Temptation: As we grow up

Helen Chao

We’ve all reached for the red apple. The serpent slumbers, coiled in the shadowy recesses of consciousness. For every tentative step we take towards the apple, he slithers forward, ravenous and ready to prey on conscience in glaring daylight. The serpent hisses. Conscience falters, temptation strikes and pluck. The apple lies in our hands. The swear word uttered, the lie vocalized and the order disobeyed, as the serpent, satisfied, turns tail.

A good day’s work.

According to psychologist Dr. Sara Hyatt, we utter our first lies at 4 to 5 years old, plucking that first apple from the tree: often with an emotional motivation.

“It’s because there’s a perception [for children] that if they tell the truth, it won’t be okay,” Hyatt said. “They’ll [think] they’ll be punished, they’ll be made to feel bad, they’ll be told they’re wrong or that was stupid of you to do that.”  

Children desire a certain outcome from their lies, often twisting the truth to avoid their parent’s temper or a potential punishment. Come teenage years, however, the apples we pluck are heavier, of blatant disobedience and rebellion against our parents, the figures we previously admired for advice and approval.

“[There] is a time of slowly moving away from our parents,” Hyatt said. “When kids do things that seem like it’s more like intentionally rebellious or just being oppositional, they’re expressing the fact that they want to be different, they are different, but they’re moving towards that.”
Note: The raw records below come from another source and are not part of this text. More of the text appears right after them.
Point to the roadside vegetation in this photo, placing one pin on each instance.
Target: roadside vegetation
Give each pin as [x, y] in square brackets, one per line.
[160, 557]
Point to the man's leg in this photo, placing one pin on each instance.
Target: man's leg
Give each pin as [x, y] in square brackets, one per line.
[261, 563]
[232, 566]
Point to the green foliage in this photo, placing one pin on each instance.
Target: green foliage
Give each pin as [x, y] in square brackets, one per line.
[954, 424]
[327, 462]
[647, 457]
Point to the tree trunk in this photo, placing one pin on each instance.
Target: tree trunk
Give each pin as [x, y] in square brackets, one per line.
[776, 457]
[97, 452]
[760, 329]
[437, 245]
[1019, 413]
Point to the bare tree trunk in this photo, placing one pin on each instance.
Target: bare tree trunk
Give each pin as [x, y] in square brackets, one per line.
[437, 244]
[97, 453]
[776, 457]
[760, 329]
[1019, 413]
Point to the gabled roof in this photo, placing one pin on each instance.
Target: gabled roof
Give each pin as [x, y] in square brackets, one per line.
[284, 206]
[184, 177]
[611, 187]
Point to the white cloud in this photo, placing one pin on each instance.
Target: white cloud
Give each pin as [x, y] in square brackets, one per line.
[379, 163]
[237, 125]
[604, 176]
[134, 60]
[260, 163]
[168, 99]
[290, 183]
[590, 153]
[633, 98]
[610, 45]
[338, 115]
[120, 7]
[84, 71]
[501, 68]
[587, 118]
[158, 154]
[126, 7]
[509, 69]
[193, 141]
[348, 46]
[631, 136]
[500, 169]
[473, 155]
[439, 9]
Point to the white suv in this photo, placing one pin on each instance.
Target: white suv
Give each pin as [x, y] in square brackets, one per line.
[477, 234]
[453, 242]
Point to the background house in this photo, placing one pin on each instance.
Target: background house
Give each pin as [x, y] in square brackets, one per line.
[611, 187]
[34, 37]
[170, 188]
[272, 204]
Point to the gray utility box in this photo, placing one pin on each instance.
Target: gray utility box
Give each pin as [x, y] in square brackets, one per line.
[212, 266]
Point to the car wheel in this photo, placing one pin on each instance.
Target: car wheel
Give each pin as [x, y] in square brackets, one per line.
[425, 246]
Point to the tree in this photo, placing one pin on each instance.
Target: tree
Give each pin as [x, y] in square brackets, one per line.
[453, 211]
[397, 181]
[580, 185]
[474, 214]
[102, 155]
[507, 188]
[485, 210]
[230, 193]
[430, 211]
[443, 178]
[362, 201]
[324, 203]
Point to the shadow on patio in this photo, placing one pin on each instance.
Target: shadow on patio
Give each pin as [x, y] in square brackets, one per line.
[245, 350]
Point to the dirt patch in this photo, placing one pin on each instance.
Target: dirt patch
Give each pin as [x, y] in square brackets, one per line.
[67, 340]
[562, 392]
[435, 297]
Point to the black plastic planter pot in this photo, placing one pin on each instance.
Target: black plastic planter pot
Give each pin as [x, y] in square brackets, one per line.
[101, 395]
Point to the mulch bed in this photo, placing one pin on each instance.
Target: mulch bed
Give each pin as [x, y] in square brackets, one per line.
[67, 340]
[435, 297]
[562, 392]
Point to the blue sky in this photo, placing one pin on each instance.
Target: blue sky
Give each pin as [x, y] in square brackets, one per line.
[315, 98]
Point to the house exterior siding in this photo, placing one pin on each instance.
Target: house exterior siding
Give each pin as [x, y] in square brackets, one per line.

However, Hyatt emphasizes that this rebellious nature is a transitional period of growth, with children learning to express themselves and develop a responsibility for their own decisions, be they honorable or dishonorable. Gravitating toward the latter, from lying to spare someone’s feelings or stumbling on an adult website, we have all sinned in some manner and to some degree. But, perhaps, sins aren’t meticulously plotted. They may be a momentary lapse — a cave-in to temptation.